Simon Lecteur se retourna. Sans qu’il l’eût entendue bouger, Djinn s’était rapprochée de lui ; et elle le contemplait avec une moue amusée, presque tendre :

« Vous voyez, dit-elle, c’est une photo de vous, dans quelques années.

– Elle fait donc partie, elle aussi, de la mémoire anormale de Jean, et de mon avenir ?

– Bien entendu, comme tout le reste ici.

– Sauf vous ?

– Oui, c’est exact. Parce que Jean mélange les temps. C’est cela qui dérègle les choses et les rend peu compréhensibles.

– Vous disiez tout à l’heure que je viendrai ici dans quelques jours. Pourquoi ? Que viendrais-je donc y faire ?

– Vous ramènerez dans vos bras un petit garçon blessé, évidemment, un petit garçon qui doit d’ailleurs être votre fils.

– Jean est mon fils ?

– Il « sera » votre fils, comme le prouve cette dédicace sur la photographie. Et vous aurez aussi une petite fille, qui s’appellera Marie.

– Vous voyez bien que c’est impossible ! Je ne peux pas avoir, la semaine prochaine, un enfant de huit ans, qui n’est pas encore né aujourd’hui, et que vous auriez néanmoins connu, vous, il y a plus de deux années !

– Vous raisonnez vraiment comme un Français : positiviste et cartésien... De toute façon, j’ai dit que vous viendriez ici dans quelques jours « pour la première fois ». Mais vous y reviendrez souvent par la suite. Vous habiterez même probablement cette maison avec votre femme et vos enfants. Pourquoi, sans cela, votre photo ornerait-elle ce mur ?

– Vous n’êtes pas française ?

– Je n’étais pas française. J’étais américaine.
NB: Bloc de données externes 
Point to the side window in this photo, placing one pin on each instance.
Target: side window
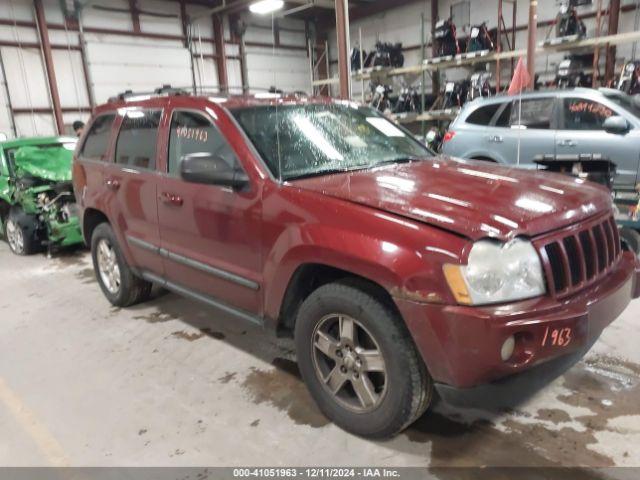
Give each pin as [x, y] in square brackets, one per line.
[580, 114]
[136, 146]
[483, 115]
[505, 116]
[192, 132]
[536, 113]
[97, 141]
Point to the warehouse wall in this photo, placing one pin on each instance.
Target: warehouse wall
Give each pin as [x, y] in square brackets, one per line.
[402, 24]
[120, 62]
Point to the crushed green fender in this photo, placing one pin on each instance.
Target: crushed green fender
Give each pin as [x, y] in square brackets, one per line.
[53, 164]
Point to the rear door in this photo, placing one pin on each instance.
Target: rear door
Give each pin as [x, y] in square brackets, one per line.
[211, 235]
[88, 167]
[582, 132]
[530, 131]
[131, 182]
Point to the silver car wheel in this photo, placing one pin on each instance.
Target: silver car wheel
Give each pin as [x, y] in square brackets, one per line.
[349, 363]
[108, 267]
[15, 236]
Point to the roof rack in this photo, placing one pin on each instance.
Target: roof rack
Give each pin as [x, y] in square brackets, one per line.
[168, 90]
[163, 90]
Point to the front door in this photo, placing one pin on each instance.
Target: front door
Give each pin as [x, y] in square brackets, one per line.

– Que faisiez-vous, dans la vie ?

– Actrice de cinéma.

– Et de quoi êtes-vous morte ?

– Un accident de machine, provoqué par un ordinateur fou. C’est pour cette raison que je milite, à présent, contre la mécanisation et l’informatique.

– Comment « à présent » ? Je croyais que vous étiez morte !

– Et après ? Vous aussi vous êtes mort ! N’avez-vous pas remarqué le portrait encadré de bois noir, et le buis bénit qui veille sur votre âme ?

– Et de quoi donc suis-je mort ? De quoi serais-je mort ? Ou plutôt, de quoi mourrai-je ? s’écria Simon de plus en plus exaspéré.

– Péri en mer », répondit Djinn avec calme.

Cette fois, c’en était trop. Simon fit un dernier effort, désespéré, pour sortir de ce qui ne pouvait être qu’un cauchemar. Il pensa qu’il devrait d’abord se détendre les nerfs : il fallait qu’il hurle, qu’il se cogne la tête contre les murs, qu’il casse quelque chose...

Avec rage, il laissa choir le chandelier allumé sur le sol, et il marcha d’un pas décidé vers cette trop jolie fille qui se moquait de lui. Il la saisit à bras le corps. Loin de lui résister, elle l’enlaça, telle une pieuvre blonde, avec une sensualité à laquelle Simon ne s’était guère attendu.

Elle avait, pour un fantôme, une chair trop chaude et trop douce... Elle l’entraînait vers le lit, d’où le petit garçon s’était enfui, réveillé sans doute par le vacarme. Sur le plancher, les bougies répandues continuaient à brûler, au risque de mettre le feu aux rideaux...

C’est la dernière vision claire que Simon Lecœur eut de la chambre, avant de sombrer dans le plaisir.